Friday, July 17, 2009

"H" Is for the Hurt Behind the Humor

      As I continue strolling through the songs on my iPod, I've made it up to the letter "H". I'm surprised to find that 230 or so songs on my iPod right now begin with "H", but not so many of them are among my most favorite. Oh, there's plenty of good stuff, but it feels like A-G had more songs that I return to again and again. So picking an "H" theme proved more difficult than some of the previous letters...until I noticed how many of my "H" songs were either silly, or sad, or a little bit of both. Which got me thinking about the idea that a lot of humor has its basis in sorrow or pain. Slapstick is the most obvious example, of course, where the humor lies almost entirely in observing another's painful discomfiture and being glad it's not you. A lot of what makes us laugh is the same thing that would make us curl up in a corner and sob like a baby if we couldn't figure out how to hang a comic face on it.
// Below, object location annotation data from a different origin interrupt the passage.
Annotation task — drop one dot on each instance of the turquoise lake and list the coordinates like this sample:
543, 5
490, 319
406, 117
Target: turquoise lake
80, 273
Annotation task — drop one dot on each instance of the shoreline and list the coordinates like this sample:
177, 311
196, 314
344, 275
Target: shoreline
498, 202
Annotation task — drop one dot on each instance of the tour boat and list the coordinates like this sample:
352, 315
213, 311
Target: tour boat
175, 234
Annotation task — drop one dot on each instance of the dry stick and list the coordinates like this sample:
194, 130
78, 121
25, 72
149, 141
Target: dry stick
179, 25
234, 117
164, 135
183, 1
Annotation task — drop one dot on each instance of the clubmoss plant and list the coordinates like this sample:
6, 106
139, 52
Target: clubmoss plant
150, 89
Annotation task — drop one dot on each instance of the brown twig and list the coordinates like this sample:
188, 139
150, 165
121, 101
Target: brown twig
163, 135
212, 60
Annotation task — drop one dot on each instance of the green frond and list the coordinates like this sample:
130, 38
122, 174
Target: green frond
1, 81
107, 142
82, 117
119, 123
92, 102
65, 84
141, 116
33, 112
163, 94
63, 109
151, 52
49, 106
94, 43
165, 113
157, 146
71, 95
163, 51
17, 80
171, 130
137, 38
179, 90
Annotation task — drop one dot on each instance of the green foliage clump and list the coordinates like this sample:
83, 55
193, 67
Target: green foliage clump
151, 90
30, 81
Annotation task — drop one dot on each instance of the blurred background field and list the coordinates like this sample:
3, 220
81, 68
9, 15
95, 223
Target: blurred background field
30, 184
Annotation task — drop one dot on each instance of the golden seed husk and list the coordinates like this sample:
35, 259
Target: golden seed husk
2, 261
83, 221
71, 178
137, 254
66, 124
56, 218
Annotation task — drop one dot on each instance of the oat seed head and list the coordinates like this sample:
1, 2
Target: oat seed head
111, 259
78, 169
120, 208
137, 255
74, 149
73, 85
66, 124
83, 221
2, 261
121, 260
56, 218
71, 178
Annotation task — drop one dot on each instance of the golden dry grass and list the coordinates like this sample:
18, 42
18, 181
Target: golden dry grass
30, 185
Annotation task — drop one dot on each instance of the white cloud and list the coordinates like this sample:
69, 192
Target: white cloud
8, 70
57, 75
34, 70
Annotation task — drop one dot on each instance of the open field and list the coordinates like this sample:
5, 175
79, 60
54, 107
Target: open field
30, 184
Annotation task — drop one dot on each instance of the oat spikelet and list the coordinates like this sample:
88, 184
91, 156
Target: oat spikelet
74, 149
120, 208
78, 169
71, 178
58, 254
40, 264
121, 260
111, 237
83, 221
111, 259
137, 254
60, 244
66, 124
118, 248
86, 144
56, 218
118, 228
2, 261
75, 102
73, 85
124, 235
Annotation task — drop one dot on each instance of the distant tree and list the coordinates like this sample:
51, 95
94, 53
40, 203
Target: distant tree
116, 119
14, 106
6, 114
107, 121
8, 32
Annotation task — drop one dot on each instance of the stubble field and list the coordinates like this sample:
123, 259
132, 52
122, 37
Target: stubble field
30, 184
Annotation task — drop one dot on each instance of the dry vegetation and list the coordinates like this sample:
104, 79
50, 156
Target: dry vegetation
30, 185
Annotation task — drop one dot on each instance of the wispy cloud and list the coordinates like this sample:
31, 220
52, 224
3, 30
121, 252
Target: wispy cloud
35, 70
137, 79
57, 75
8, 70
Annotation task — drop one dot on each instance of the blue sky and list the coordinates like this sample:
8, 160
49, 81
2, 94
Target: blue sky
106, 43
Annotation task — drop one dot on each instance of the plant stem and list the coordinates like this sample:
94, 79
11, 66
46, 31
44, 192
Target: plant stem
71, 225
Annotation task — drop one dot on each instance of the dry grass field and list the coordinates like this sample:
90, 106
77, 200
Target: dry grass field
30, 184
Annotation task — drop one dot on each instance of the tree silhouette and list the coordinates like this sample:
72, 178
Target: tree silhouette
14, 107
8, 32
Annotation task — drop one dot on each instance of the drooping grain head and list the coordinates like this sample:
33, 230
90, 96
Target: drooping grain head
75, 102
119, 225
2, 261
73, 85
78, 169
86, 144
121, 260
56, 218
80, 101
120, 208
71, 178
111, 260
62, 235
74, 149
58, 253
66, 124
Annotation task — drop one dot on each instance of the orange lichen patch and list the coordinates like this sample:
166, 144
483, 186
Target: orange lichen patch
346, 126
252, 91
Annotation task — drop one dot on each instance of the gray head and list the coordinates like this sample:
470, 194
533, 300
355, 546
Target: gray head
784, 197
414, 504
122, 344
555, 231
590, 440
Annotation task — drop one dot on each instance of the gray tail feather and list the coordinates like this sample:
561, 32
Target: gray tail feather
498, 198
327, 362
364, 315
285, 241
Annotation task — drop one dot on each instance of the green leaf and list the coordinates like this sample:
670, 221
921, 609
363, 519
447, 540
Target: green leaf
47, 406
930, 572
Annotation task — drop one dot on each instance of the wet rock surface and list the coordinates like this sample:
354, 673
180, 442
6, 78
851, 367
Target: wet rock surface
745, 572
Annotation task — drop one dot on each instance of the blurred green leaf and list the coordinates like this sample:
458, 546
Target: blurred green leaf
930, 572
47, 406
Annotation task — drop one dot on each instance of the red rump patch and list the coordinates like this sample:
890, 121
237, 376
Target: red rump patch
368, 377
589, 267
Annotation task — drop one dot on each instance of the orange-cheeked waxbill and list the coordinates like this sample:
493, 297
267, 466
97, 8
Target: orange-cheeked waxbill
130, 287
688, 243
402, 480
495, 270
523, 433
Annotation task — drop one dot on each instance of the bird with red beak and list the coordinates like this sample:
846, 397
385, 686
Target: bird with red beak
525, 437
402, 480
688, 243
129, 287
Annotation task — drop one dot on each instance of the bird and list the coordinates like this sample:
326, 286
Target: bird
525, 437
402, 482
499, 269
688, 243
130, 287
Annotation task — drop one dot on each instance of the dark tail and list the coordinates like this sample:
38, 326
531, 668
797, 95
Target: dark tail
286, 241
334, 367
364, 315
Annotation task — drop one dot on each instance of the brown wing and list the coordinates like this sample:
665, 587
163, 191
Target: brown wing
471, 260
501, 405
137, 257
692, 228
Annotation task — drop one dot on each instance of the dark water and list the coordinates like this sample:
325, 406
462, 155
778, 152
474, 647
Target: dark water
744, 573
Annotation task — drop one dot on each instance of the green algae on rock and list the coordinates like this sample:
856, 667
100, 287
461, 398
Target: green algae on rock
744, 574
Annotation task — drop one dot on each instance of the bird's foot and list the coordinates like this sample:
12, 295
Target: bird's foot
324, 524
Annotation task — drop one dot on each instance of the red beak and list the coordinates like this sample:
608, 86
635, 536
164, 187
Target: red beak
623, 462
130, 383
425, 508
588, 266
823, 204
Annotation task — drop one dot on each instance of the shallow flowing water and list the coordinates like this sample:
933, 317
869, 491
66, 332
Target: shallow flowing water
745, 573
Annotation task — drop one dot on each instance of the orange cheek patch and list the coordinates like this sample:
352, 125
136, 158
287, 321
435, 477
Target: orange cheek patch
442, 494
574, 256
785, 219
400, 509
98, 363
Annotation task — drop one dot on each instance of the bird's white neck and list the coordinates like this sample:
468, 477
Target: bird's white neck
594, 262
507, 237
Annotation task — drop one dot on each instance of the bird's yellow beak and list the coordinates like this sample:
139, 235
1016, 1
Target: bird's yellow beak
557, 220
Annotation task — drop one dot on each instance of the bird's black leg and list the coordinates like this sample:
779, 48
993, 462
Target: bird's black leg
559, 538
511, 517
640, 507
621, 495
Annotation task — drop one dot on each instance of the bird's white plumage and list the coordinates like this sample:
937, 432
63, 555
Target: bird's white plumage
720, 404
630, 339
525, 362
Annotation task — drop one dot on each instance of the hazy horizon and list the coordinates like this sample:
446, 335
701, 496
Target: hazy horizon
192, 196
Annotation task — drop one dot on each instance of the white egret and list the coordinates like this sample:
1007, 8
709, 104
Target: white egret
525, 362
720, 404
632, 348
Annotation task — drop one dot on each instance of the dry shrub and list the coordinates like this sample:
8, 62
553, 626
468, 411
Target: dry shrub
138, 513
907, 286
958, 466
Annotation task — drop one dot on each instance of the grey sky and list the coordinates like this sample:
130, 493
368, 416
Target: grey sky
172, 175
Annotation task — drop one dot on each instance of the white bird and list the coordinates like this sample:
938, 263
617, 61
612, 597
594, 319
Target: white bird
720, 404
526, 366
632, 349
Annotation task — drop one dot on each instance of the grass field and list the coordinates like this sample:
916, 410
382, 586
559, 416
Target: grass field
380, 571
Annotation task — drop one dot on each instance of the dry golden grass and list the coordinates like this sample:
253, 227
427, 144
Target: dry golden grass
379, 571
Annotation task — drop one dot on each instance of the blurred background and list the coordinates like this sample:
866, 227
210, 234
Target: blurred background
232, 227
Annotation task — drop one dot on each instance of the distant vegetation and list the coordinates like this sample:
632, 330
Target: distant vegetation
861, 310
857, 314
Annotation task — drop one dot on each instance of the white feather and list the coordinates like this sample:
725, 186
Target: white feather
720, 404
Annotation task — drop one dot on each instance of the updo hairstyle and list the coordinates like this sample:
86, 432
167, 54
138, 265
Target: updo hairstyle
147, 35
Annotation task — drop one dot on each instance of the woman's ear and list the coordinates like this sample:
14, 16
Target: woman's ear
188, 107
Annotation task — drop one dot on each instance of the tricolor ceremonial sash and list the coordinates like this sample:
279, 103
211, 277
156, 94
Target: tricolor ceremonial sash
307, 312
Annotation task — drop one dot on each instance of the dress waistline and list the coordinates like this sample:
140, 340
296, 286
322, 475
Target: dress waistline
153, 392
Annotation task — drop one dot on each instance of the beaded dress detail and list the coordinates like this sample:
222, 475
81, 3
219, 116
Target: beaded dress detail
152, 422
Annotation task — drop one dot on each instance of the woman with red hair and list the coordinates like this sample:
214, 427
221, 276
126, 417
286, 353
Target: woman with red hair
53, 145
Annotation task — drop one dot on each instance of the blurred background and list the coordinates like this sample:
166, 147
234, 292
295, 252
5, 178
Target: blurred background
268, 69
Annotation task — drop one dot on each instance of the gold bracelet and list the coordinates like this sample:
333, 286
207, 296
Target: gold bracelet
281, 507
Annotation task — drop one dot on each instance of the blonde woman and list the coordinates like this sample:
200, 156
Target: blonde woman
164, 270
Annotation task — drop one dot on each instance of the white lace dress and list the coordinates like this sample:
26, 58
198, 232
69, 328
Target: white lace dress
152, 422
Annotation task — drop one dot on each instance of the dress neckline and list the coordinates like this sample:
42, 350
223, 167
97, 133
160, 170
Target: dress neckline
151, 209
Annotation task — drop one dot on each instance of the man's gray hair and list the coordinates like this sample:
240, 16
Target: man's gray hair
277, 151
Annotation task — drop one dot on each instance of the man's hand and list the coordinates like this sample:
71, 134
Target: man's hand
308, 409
In that spirit I offer up my "H" songs, most of which have humor with at least a little hurt behind it.
      The Rainmakers were a great Missouri band who played an odd mix of hilarious rave-ups and more serious social satire, but everything they did came wrapped in a tight, catchy rock and roll bow. Lead singer and songwriter Bob Walkenhorst has not only a unique voice but also a biting wit and a great sense of musical humor ("Big Fat Blonde" still ranks for me as one of the great silly party songs of all time). "Hoo Dee Hoo" mixes their trademark upbeat guitar rock with a nonsense chorus and a surprisingly touching lyric of nostalgia and regret.

      "Hank" is a bluesy story-song by the Boston bar band Treat Her Right (some of its members, including the late Mark Sandman, later spun off to form Morphine). The song's narrator imagines a cry-in-your-beer story to explain the message found written on a dollar bill: "She lost. You won. I love her. Hank."

      I've been laser-burning new pits in my copy of Wilco's "Sky Blue Sky" with repeated listenings ever since it came out. Maybe I'm just getting old, but it seems harder and harder to find bands that are rock-solid musically and also produce songs with thoughtful lyrics about experiences from after college. Right now Wilco is my favorite band for grown-ups. "Hate it Here" is easily summarized by adding the line that immediately follows the title in the chorus, "since you're gone."

      And then there are the songs that just skip the humor altogether and go straight to the hurt. Sometimes the marriage of singer and song is so perfect that you just can't imagine the music and words in anyone else's voice. These final two "H" songs, "Has He Got a Friend for Me" performed by Maria McKee, and "Hurt" performed by Johnny Cash, are like that, though neither of these talented songwriters wrote the songs themselves (they were written by Richard Thompson and Trent Reznor, respectively). If someone had told me that Johnny Cash was going to cover Nine Inch Nails, and proceed to make the song his own, I probably would have thought it was some kind of joke. But watch the video. That one's Johnny's now.